More than 2 million homes across the country will be included in the drive to tackle record levels of the "sickening and traumatic" crime, Mr Straw said.
In a wide-ranging speech to the conference, Mr Straw also unveiled plans to tackle youth crime, seize the assets of "Mr Big" career criminals and outlaw the cross-examination of rape victims by defendants.
The three-year anti-burglary initiative will provide 500 areas in England and Wales with mobile CCTV units, better street lighting and alarm loan schemes.
Described by the Home Secretary as the biggest ever crackdown on break- ins, the project will co-ordinate action by police and councils to improve prevention and detection of the crime.
"Beat the burglar" security advice packs will be sent to residents on 3,000 "sink" estates and a new rapid repair service will be introduced to help to prevent repeat victimisation.

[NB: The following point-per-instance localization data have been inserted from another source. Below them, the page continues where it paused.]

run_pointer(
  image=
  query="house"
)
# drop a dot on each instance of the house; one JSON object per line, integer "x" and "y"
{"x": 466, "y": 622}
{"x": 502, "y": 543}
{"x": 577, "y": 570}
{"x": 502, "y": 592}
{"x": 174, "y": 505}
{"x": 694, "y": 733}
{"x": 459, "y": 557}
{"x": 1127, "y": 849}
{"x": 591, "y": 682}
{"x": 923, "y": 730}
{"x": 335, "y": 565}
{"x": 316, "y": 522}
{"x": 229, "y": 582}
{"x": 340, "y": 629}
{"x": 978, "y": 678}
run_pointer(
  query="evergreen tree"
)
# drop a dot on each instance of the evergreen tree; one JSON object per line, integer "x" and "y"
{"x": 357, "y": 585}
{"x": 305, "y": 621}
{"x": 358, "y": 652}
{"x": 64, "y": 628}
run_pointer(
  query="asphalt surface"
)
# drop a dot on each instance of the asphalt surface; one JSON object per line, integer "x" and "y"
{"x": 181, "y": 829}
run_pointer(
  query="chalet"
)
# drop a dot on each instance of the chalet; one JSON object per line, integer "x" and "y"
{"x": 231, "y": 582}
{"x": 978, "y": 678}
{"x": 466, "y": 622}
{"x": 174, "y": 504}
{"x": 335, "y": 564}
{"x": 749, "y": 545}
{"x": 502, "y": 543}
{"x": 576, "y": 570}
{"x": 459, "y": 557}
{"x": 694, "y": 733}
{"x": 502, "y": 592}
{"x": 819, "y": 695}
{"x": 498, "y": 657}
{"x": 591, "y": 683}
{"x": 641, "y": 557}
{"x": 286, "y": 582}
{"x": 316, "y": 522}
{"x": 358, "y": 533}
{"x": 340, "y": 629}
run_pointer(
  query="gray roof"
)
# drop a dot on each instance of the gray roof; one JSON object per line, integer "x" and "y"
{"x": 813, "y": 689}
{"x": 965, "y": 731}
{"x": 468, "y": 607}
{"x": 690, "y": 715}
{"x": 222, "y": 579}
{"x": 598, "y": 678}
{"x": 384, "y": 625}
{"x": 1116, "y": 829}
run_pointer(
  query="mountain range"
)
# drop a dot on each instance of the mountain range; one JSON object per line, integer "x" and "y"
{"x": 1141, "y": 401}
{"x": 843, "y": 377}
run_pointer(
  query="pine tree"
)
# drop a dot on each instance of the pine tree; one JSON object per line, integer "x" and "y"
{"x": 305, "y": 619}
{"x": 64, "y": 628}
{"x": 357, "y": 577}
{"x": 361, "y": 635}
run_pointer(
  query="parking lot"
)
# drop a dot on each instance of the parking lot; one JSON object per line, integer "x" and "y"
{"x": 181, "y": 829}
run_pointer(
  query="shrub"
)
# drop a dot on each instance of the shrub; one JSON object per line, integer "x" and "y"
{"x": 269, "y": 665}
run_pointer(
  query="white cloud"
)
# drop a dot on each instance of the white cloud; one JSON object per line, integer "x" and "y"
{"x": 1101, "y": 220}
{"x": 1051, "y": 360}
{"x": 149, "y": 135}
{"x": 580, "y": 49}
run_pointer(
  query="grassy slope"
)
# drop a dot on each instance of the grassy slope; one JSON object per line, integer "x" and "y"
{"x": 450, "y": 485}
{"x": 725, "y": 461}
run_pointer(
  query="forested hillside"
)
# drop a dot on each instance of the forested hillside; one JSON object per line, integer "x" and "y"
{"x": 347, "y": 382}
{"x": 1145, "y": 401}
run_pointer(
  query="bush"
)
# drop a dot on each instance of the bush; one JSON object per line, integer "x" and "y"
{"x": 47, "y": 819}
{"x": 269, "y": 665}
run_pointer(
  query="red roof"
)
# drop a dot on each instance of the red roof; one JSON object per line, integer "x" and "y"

Home Office research shows that such focused schemes can reduce expected levels of burglary by up to 30 per cent, saving the taxpayer up to pounds 90m.
"This country has the worst record in the Western world for burglary. Having one's home broken into is a sickening and traumatic experience," Mr Straw said.
"For many, the sense of violation and fear never fades. We must make a serious reduction in this serious crime and bring more burglars to book."
England and Wales have the highest burglary rate of the 11 industrialised countries featured in the International Crime Victimisation Survey, higher even than the United States.
Police recorded more than a million burglaries last year, with home break- ins accounting for more than half of the total.
Mr Straw also announced that he would soon bring forward plans to give courts new civil powers to seize and confiscate the assets of drug barons who led lives of luxury.
Only pounds 5m of the proceeds of trafficking is confiscated each year even though the illegal drug trade is estimated to be worth up to pounds 9.9bn.
The civil rights group, Liberty, attacked the proposals, claiming they could lead to innocent people having assets seized purely on suspicion.
Mr Straw stressed that any such measures would comply with the European Convention on Human Rights.
The Home Secretary pointed out that an extra pounds 1.25bn would be given to the police over the next three years to combat crime.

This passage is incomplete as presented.